Back to our login scenario. Below you will initially find some code for handling an incoming HTTP POST request to the signup route, followed by a route handler for a similar request but to the signin route where the passwords will be compared using the bcrypt method compare()
which returns a boolean. (Mongoose is used as the ODM to communicate with a MongoDB database.)
const bcrypt = require('bcrypt');
const mongoose = require('mongoose');
const express = require('express');
const User = require('./models/user'); // the users collection
const app = express();
// parse JSON objects before handling the HTTP requests
app.use(express.json());
// sign up a user
app.post('/api/signup', async (req, res) => {
try {
// validate the body of the request
// (the "validate" function definition is not shown)

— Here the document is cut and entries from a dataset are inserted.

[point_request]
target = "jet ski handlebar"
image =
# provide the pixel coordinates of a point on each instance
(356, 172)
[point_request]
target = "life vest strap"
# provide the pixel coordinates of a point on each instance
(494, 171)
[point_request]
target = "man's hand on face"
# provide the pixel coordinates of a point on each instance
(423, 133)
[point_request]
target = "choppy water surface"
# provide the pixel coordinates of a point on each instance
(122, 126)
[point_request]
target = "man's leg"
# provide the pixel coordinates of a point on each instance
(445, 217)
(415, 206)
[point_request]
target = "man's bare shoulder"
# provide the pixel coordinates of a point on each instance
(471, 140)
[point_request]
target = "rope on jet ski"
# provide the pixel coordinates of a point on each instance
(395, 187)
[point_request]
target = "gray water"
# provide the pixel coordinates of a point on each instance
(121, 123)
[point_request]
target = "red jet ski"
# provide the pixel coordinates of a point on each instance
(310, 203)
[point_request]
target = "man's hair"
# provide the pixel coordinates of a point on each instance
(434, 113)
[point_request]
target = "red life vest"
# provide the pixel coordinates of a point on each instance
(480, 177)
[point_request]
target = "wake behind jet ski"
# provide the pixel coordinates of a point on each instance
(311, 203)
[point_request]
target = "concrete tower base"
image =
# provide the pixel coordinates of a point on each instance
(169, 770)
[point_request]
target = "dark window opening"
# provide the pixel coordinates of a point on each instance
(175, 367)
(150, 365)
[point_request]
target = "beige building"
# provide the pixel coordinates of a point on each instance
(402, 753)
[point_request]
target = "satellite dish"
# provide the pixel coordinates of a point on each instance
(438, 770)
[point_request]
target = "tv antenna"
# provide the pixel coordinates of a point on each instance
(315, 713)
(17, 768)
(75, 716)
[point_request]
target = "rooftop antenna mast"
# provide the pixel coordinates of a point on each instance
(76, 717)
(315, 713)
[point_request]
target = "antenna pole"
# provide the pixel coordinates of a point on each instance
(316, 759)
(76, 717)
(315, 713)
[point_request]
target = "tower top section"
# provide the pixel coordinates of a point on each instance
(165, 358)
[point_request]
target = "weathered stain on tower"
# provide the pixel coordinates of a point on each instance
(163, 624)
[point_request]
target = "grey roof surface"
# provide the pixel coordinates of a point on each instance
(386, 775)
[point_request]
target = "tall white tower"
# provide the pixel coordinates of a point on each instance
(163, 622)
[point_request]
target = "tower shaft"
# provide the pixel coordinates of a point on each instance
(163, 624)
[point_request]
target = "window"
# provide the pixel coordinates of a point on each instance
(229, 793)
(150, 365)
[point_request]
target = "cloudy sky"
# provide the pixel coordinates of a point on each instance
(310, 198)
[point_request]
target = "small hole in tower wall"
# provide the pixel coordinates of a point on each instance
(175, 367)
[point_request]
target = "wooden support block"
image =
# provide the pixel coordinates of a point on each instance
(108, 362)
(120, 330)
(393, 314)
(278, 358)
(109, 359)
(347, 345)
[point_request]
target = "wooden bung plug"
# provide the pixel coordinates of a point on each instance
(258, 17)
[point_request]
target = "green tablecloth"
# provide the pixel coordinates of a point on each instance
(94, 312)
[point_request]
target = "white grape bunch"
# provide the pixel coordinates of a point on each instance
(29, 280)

const { error } = validate(req.body);
if (error)
return res.status(400).send(error.message);
// see if the user already exists
let user = await User.findOne({ email: req.body.email });
if (user)
return res.status(400).send('User is already registered.');
// create a new user in memory
user = new User({
username: req.body.username,
email: req.body.email,
password: req.body.password
});
// hash the password
const SALT_ROUNDS = 10;
const salt = await bcrypt.genSalt(SALT_ROUNDS);
user.password = await bcrypt.hash(user.password, salt);
// save the user to the db
await user.save();
// return the user (omit the password)
res.send({
username: user.username,
email: user.email
});
}
catch (err) {
return res.status(500).send('Oops.. Something went wrong.');
}
});
// sign in a user
app.post('/api/signin', async (req, res) => {
try {
// validate the body of the request
// (the "validate" function definition is not shown)

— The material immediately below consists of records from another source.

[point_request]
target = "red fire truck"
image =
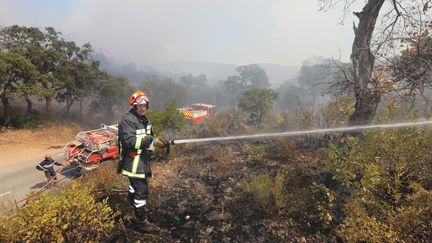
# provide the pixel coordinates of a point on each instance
(93, 146)
(197, 113)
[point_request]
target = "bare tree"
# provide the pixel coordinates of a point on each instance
(394, 24)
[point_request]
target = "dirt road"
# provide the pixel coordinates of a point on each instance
(19, 177)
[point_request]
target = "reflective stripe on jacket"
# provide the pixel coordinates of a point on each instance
(135, 160)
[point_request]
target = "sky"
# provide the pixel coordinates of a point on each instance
(147, 32)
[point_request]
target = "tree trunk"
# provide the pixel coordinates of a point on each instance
(48, 104)
(6, 112)
(29, 104)
(366, 93)
(81, 108)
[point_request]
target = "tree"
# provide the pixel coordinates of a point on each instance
(33, 44)
(14, 69)
(250, 76)
(366, 86)
(258, 102)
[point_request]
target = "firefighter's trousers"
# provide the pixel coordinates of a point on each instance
(138, 194)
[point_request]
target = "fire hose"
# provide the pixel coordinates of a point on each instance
(304, 132)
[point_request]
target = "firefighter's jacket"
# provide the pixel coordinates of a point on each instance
(47, 164)
(135, 136)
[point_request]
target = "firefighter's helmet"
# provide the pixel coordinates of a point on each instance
(138, 98)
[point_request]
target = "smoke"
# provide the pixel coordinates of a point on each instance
(154, 31)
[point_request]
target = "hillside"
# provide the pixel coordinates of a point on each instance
(214, 71)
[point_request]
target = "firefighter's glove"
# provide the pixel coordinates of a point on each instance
(161, 142)
(146, 141)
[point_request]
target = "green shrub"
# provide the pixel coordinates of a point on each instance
(413, 220)
(360, 227)
(271, 195)
(70, 216)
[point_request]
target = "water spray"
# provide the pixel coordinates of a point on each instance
(301, 133)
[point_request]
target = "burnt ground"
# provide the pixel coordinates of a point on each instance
(206, 183)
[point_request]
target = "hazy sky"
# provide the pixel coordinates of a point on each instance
(225, 31)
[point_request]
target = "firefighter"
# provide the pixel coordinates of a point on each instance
(47, 166)
(136, 145)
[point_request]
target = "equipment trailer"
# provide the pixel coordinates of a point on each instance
(92, 147)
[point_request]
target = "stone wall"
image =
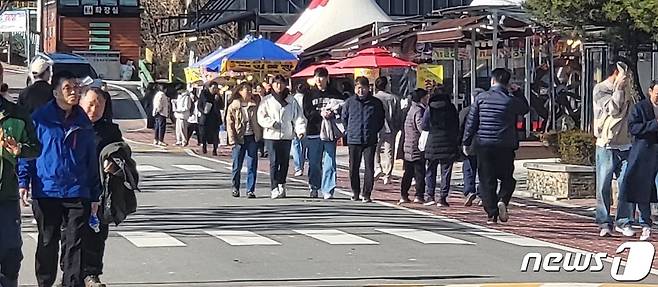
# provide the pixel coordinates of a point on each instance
(558, 181)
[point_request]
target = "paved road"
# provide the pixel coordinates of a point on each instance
(189, 231)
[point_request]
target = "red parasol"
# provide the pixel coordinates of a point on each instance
(374, 58)
(328, 64)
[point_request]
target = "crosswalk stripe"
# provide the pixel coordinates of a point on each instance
(242, 238)
(512, 239)
(335, 237)
(423, 236)
(151, 239)
(192, 167)
(145, 167)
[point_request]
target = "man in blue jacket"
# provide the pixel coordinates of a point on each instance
(492, 123)
(63, 180)
(363, 116)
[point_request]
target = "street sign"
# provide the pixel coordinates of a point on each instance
(13, 22)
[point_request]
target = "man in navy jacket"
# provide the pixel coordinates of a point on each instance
(363, 116)
(492, 122)
(63, 180)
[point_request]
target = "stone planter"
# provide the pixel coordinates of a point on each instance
(556, 181)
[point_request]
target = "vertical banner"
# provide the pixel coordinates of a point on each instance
(429, 75)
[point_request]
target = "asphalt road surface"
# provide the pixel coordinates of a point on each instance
(189, 231)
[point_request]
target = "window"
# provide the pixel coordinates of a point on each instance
(130, 3)
(69, 2)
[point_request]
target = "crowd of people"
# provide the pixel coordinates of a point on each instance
(52, 142)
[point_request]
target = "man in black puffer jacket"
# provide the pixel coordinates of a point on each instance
(492, 123)
(363, 116)
(442, 122)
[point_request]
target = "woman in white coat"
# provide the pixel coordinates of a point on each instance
(282, 119)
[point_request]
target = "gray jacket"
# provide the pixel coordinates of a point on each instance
(393, 120)
(412, 130)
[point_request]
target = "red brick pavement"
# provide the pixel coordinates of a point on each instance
(534, 219)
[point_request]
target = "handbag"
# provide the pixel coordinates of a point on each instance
(422, 140)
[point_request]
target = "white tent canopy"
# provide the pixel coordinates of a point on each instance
(325, 18)
(497, 2)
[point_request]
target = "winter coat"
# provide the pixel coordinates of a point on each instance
(213, 117)
(66, 167)
(442, 122)
(281, 122)
(314, 104)
(161, 105)
(393, 112)
(492, 119)
(363, 119)
(412, 130)
(118, 198)
(183, 107)
(642, 159)
(236, 120)
(16, 123)
(35, 96)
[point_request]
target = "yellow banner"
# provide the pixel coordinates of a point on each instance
(284, 68)
(192, 75)
(429, 75)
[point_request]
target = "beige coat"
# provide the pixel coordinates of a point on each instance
(235, 122)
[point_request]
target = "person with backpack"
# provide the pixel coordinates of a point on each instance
(93, 102)
(244, 134)
(18, 139)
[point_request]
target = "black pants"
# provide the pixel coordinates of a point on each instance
(160, 127)
(93, 249)
(50, 214)
(10, 242)
(367, 152)
(193, 129)
(495, 164)
(413, 169)
(209, 135)
(279, 151)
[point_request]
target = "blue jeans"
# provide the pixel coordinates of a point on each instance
(611, 162)
(469, 170)
(250, 149)
(321, 165)
(298, 154)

const { error } = validate(req.body);
if (error)
return res.status(400).send(error.message);
// see if the user exists
const user = await User.findOne({ email: req.body.email });
if (!user)
return res.status(400).send('Invalid email or password.');
// authenticate
// (the "compare" method returns a boolean)
const authenticated = await bcrypt.compare(
req.body.password, user.password
);
if (!authenticated)
return res.status(400).send('Invalid email or password.');
// respond to client
res.send(/* will return an authorization token shortly */);
}
catch (err) {
return res.status(500).send('Oops.. Something went wrong.');
}
});
Do note a few things: (a) we always want to validate the input from the user before querying the database (e.g. checking the types, maximum and minimum lengths, etc.), one reason being that it could contain data that may alter the database in ways we don’t expect; (b) we do not reveal to the user if it is the email or the password that is incorrect in order to be less conspicuous. (One popular library for validation is joi.)

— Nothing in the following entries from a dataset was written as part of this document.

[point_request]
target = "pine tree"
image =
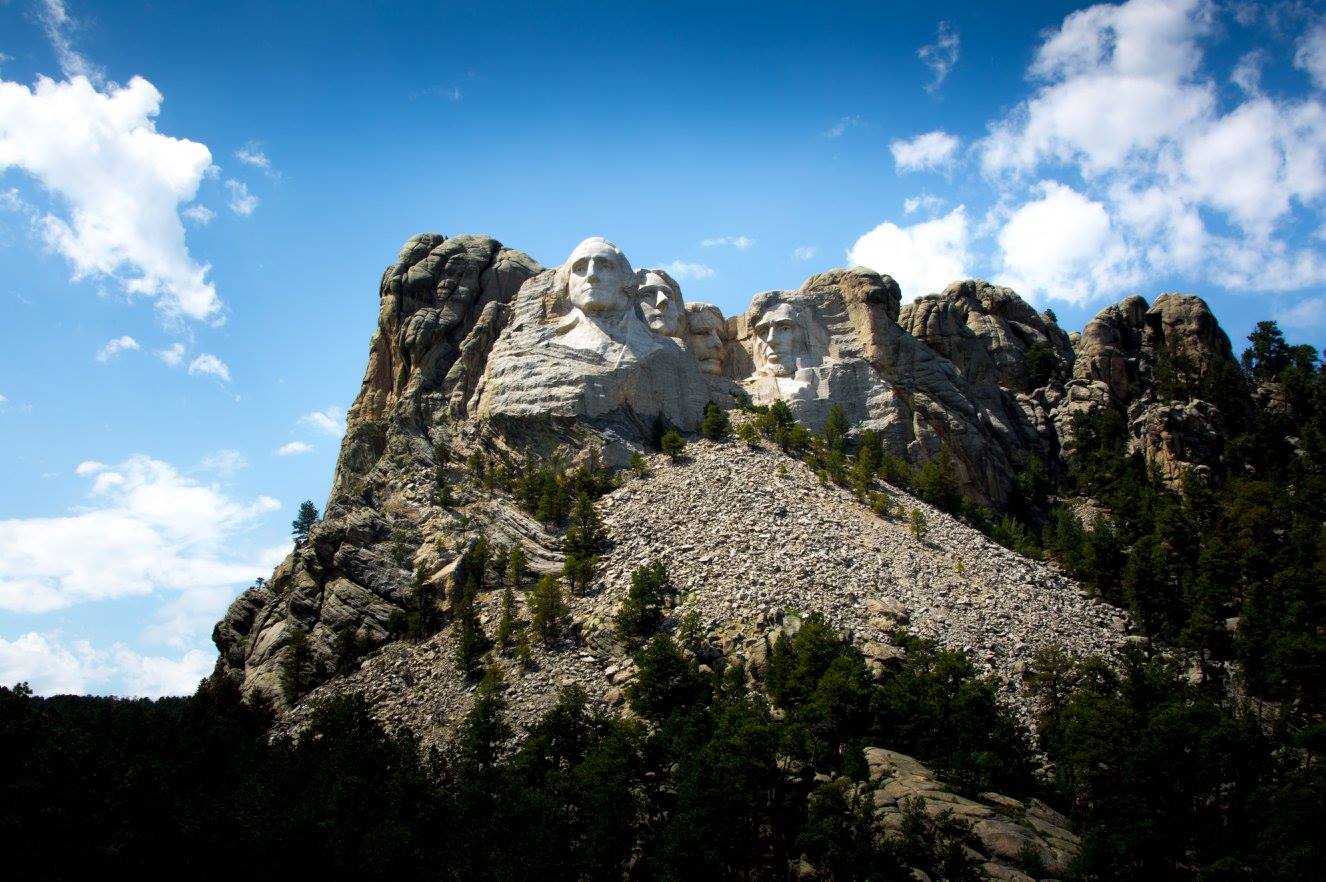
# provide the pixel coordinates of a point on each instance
(642, 609)
(507, 624)
(516, 565)
(548, 609)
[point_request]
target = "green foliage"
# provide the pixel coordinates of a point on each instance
(836, 429)
(716, 426)
(666, 681)
(581, 544)
(938, 483)
(302, 521)
(672, 444)
(1041, 364)
(918, 524)
(642, 609)
(548, 609)
(748, 434)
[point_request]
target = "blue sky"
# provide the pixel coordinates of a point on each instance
(196, 202)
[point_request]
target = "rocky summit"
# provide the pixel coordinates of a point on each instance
(485, 366)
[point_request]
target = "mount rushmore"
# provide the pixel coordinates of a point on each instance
(479, 348)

The first argument (req.body.password
) to the compare()
method is the user input (the plaintext password), the second argument (user.password
) is the hashed password stored in the database. When this method gets called, bcrypt hashes the plaintext password and checks if the two matches. This is done internally by passing the plaintext password as the first argument to bcrypt.hash()
and a salt as its second argument. The salt needs to be the same exact salt that was used when hashing the password already stored in the database. Since we are not explicitly passing the salt, bcrypt.compare()
first retrieves it from the hashed password (using String.prototype.substr()
) since the salt was placed onto that hash. Now the plaintext password can be fully hashed and compared to the already hashed one. Notice how this hash mechanism is clearly a one-way street. The hashed password from the database is never decrypted!
An important side note worth mentioning is that some bcrypt code examples online might show you a synchronous version of bcrypt, but try to always use the asynchronous version as Node.js is single threaded, meaning it can only do one thing at a time. So to not block the event loop while hashing, you would want to use an async operation. When using bcrypt inside of a synchronous method, however, you would have no choice but to go with the sync version.
Even though bcrypt is a great algorithm for hashing data, there is no guarantee a password won’t be cracked. Using two-factor authentication (2FA) on top of your account definitely slows down an attacker, giving you time to change the password.
The backend authentication implementation is now set up. Although, in order for the application to know if the user is logged in or not, and for the server to be able to authorize certain requests by the user, the user needs its “ID card”, or token. In the first diagram we saw that the server creates a JWT and sends it back to the client if the correct credentials were entered. In our current implementation, even if we are responding with a 200 OK status code (as we implicitly are doing), the absence of a valid token prevents the user from actually logging in as that will be our means of authorization. Hence, the time has come to dissect the JSON Web Token.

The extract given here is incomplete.